On 5/10/23 23:47, Miklos Szeredi wrote:
On Thu, 5 Oct 2023 at 06:23, Ian Kent <raven@xxxxxxxxxx> wrote:
The proc interfaces essentially use <mount namespace>->list to provide
the mounts that can be seen so it's filtered by mount namespace of the
task that's doing the open().
See fs/namespace.c:mnt_list_next() and just below the m_start(), m_next(),
/proc/$PID/mountinfo will list the mount namespace of $PID. Whether
current task has permission to do so is decided at open time.
listmount() will list the children of the given mount ID. The mount
ID is looked up in the task's mount namespace, so this cannot be used
to list mounts of other namespaces. It's a more limited interface.
Yep. But isn't the ability to see these based on task privilege?
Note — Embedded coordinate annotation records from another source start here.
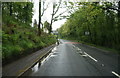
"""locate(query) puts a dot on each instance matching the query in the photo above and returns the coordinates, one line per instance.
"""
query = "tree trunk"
(10, 6)
(39, 31)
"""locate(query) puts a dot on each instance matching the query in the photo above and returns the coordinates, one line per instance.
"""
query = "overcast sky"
(47, 14)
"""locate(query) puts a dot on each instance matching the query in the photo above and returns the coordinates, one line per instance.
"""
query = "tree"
(35, 23)
(47, 25)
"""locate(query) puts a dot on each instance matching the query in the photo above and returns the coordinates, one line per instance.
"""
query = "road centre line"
(116, 74)
(87, 54)
(91, 57)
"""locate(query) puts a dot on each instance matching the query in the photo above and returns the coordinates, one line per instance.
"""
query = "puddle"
(37, 66)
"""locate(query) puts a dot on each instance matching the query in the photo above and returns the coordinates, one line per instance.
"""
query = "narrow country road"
(76, 59)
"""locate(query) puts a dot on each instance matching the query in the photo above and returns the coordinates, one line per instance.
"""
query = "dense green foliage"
(18, 37)
(92, 23)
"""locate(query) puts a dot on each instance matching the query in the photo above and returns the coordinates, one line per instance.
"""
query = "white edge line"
(91, 57)
(116, 74)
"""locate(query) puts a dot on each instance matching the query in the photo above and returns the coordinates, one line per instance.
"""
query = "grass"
(18, 41)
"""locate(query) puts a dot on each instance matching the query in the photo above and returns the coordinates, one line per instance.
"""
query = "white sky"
(47, 14)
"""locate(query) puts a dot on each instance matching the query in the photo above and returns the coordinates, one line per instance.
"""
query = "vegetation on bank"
(94, 23)
(19, 38)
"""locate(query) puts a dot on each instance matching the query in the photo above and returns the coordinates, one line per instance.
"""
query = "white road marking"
(116, 74)
(84, 55)
(91, 57)
(102, 65)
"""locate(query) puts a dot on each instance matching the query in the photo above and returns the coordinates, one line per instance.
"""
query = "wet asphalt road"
(74, 59)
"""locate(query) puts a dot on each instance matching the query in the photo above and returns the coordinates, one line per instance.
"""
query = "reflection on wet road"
(67, 59)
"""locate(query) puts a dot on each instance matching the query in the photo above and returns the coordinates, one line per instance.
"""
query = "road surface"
(75, 59)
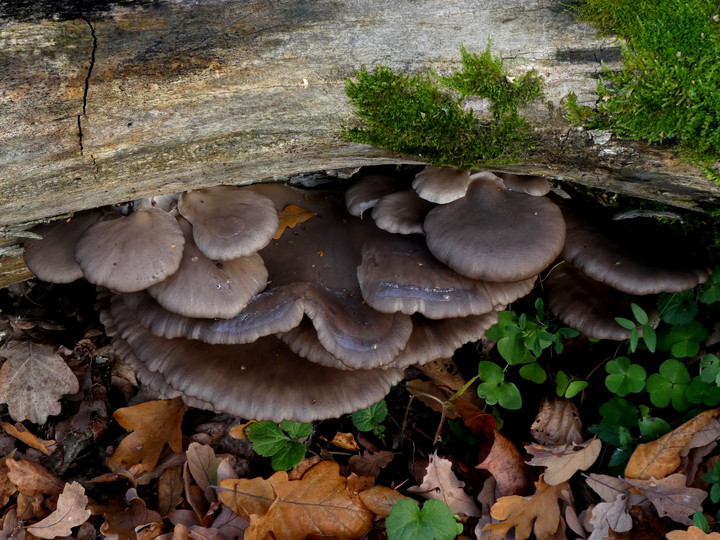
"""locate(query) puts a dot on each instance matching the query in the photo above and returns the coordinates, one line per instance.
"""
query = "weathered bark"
(121, 102)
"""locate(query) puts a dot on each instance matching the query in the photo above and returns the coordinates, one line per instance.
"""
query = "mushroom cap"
(205, 288)
(402, 212)
(366, 192)
(131, 253)
(494, 234)
(441, 185)
(524, 183)
(398, 273)
(229, 222)
(262, 380)
(614, 255)
(52, 258)
(590, 306)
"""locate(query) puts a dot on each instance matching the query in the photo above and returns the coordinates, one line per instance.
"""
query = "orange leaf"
(538, 514)
(317, 504)
(153, 424)
(290, 216)
(663, 456)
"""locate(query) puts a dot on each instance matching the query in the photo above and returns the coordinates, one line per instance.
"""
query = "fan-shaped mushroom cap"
(52, 258)
(635, 266)
(398, 273)
(133, 252)
(263, 380)
(229, 222)
(205, 288)
(402, 212)
(494, 234)
(366, 192)
(532, 185)
(589, 306)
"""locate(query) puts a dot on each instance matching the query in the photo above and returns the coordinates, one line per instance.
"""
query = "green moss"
(422, 114)
(668, 87)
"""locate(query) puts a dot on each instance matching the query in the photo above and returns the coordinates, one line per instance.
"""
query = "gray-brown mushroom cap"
(399, 274)
(263, 380)
(494, 234)
(131, 253)
(402, 212)
(205, 288)
(635, 265)
(52, 258)
(590, 306)
(229, 222)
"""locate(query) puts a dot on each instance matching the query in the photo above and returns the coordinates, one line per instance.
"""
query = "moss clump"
(668, 87)
(422, 114)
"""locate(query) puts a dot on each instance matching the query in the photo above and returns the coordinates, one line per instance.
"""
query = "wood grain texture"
(132, 99)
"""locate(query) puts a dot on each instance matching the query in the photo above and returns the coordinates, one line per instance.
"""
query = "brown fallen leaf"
(692, 533)
(441, 483)
(153, 424)
(126, 521)
(663, 456)
(203, 465)
(317, 504)
(537, 514)
(507, 466)
(70, 512)
(20, 432)
(563, 461)
(380, 499)
(291, 216)
(557, 422)
(671, 496)
(32, 381)
(31, 478)
(371, 463)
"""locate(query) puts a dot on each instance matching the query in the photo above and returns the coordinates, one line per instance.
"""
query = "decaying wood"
(120, 102)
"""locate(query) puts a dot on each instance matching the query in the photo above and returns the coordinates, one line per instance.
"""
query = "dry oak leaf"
(663, 456)
(153, 424)
(507, 466)
(32, 478)
(290, 216)
(671, 496)
(317, 504)
(203, 465)
(380, 499)
(32, 381)
(607, 516)
(537, 514)
(563, 461)
(692, 533)
(70, 512)
(124, 523)
(441, 483)
(20, 432)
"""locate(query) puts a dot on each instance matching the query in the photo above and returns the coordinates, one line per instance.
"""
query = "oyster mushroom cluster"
(208, 296)
(606, 266)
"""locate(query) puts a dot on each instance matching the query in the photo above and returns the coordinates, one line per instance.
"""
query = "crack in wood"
(87, 78)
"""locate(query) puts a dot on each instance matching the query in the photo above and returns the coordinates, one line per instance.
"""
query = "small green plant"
(641, 326)
(407, 521)
(281, 443)
(371, 419)
(422, 114)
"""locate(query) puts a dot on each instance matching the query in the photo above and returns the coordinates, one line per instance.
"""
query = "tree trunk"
(130, 99)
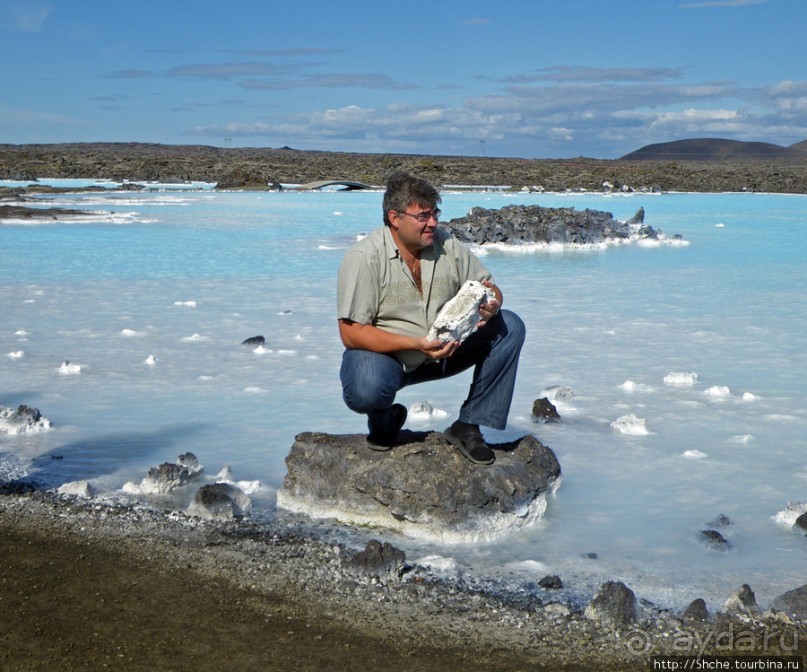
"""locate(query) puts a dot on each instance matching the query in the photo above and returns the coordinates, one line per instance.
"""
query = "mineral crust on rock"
(422, 487)
(458, 318)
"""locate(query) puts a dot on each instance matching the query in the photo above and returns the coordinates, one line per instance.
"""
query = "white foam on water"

Is the proc style restriction actually what we need here (or some variation
of that implementation)?
An privileged task typically has the init namespace as its mount namespace
and mounts should propagate from there so it should be able to see all
mounts.
If the file handle has been opened in a task that is using some other mount
namespace then presumably that's what the program author wants the task
to see.
So I'm not sure I see a problem obeying the namespace of a given task.
Ian
I sort of understand the reasoning behind calling into a security hook
on entry to statmount() and listmount(). And BTW I also think that if
statmount() and listmount() is limited in this way, then the same
limitation should be applied to the proc interfaces. But that needs
to be done real carefully because it might cause regressions. OTOH if
it's only done on the new interfaces, then what is the point, since
the old interfaces will be available indefinitely?
Also I cannot see the point in hiding some mount ID's from the list.
It seems to me that the list is just an array of numbers that in
itself doesn't carry any information.